特にテクニックがすごいというわけではないのですが、「これしかない!」といったフレーズが素晴らしいと思います。
特に左手にクセがあるようで、いろんな曲で同じような弾き方をしています。
それは、ルートをオクターブで交互に弾くというものです。
これはたぶん手クセのようなもので、特に意識しているわけではないのでしょう。
しかし、これが実に効果的なのです。
例えばこれを見てください。
これは「Hey Jude」の冒頭のピアノです。
右手はほぼ4分打ちです。
左手は1拍めでオクターブを交互に弾いたあと、2拍めからはずっと8分ウラをオクターブ上のルートで刻みます。

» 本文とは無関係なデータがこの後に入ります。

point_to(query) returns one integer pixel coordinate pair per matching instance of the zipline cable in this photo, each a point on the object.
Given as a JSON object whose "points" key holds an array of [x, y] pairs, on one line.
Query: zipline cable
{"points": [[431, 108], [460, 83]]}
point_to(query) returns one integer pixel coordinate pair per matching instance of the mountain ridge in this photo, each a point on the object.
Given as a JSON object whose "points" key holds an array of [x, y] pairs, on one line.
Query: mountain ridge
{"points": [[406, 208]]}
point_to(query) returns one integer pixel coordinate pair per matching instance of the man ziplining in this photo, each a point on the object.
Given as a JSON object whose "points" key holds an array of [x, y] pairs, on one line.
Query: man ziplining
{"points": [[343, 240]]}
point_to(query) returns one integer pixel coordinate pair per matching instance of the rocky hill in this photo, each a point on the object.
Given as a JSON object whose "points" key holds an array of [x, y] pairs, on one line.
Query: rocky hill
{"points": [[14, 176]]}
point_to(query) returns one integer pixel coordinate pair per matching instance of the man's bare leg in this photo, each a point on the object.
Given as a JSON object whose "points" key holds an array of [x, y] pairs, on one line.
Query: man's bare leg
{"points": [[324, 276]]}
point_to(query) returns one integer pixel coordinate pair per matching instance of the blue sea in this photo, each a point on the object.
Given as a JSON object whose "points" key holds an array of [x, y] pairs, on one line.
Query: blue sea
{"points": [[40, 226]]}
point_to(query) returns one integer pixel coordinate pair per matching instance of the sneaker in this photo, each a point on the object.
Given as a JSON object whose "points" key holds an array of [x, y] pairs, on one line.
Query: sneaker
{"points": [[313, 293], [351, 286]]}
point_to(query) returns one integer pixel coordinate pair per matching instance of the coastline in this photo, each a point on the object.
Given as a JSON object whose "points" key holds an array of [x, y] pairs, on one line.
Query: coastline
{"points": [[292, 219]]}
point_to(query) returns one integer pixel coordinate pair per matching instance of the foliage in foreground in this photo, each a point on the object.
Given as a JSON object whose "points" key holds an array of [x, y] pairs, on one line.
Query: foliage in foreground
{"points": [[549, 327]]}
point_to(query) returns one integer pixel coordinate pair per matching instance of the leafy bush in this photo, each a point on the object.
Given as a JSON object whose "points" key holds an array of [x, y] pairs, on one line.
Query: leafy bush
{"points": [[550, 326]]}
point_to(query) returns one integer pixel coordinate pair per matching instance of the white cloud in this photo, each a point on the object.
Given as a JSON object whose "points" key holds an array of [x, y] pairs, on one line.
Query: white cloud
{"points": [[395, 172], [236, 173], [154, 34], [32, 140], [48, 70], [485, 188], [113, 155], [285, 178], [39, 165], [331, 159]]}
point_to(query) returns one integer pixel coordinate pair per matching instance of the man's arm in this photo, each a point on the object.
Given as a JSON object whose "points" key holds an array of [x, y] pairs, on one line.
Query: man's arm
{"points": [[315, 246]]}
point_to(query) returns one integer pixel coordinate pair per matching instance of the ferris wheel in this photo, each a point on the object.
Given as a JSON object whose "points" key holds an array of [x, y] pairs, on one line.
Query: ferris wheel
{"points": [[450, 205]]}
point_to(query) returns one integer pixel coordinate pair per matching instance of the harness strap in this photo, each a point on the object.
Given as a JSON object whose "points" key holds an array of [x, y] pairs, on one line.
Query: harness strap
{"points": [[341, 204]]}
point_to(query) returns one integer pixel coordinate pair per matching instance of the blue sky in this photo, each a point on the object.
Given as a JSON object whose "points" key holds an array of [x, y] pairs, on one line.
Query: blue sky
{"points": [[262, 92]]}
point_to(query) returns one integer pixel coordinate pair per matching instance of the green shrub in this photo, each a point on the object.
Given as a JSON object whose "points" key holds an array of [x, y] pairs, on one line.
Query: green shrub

そのとき、最初に弾いた下のルートは延ばしたままにします。
この8分ウラに左手が入ることにより、リズムがすごく取りやすくなります。
このウラの音はそんなに大きくハッキリ弾いているわけでもないので、リズムをキープしやすくするための手クセのように感じます。
試しに8分ウラを抜いて弾いてみます。
どうですか。
これももちろん全然悪くはないのですが、ちょっとグルーブ感が少なくなったような気がします。
かの有名な「Let It Be」でも同じようなことをやっています。
これはイントロ部分です。
しかしこれは「Hey Jude」よりも少し難しいことをやっています。
装飾音が入ったり、2小節めの2拍めウラから3拍めは右手と同じリズムになったりします。
ここに装飾音を入れるのはわりと難しいと思うのですが、これがまたすごく効果的です。
左手にうまく装飾音を入れたりできるのは、ポールが左利きということもあるのかもしれません。
このようにバラードの4分打ちのとき、左手で8分ウラを軽く入れてあげるとリズムも取りやすくなりますし、グルーブ感も出るのでおすすめです。
ちょっとアップテンポのものも見てみましょう。
「Martha My Dear」という曲のイントロです。
左手は同じようにオクターブを交互に弾いている部分がほとんどです。
右手のフレーズの間にうまくハマっていて、いいグルーブ感が出ていると思います。
右手の音が左手のウラにきている部分をわかりやすく示してみました。
これは一見難しそうですが、この左手がないとリズムが取りにくく、右手だけだと逆に難しいフレーズです。
聴いていてもこの左手がないと全く印象が変わってしまいます。
たとえば、3段めの3〜4小節めの左手を「全音符にしたもの」と「4分音符」と聴き比べてみてください。
やはり左手の4分音符があったほうが、ノリもよくなってかっこいい気がします。
というわけで、Paul McCartneyが弾くピアノの左手についてでした。
今回はBeatlesの曲だけを紹介しましたが、ソロになってからも同じように弾いている曲がいろいろあります。
簡単にマネできるのでぜひお試しください。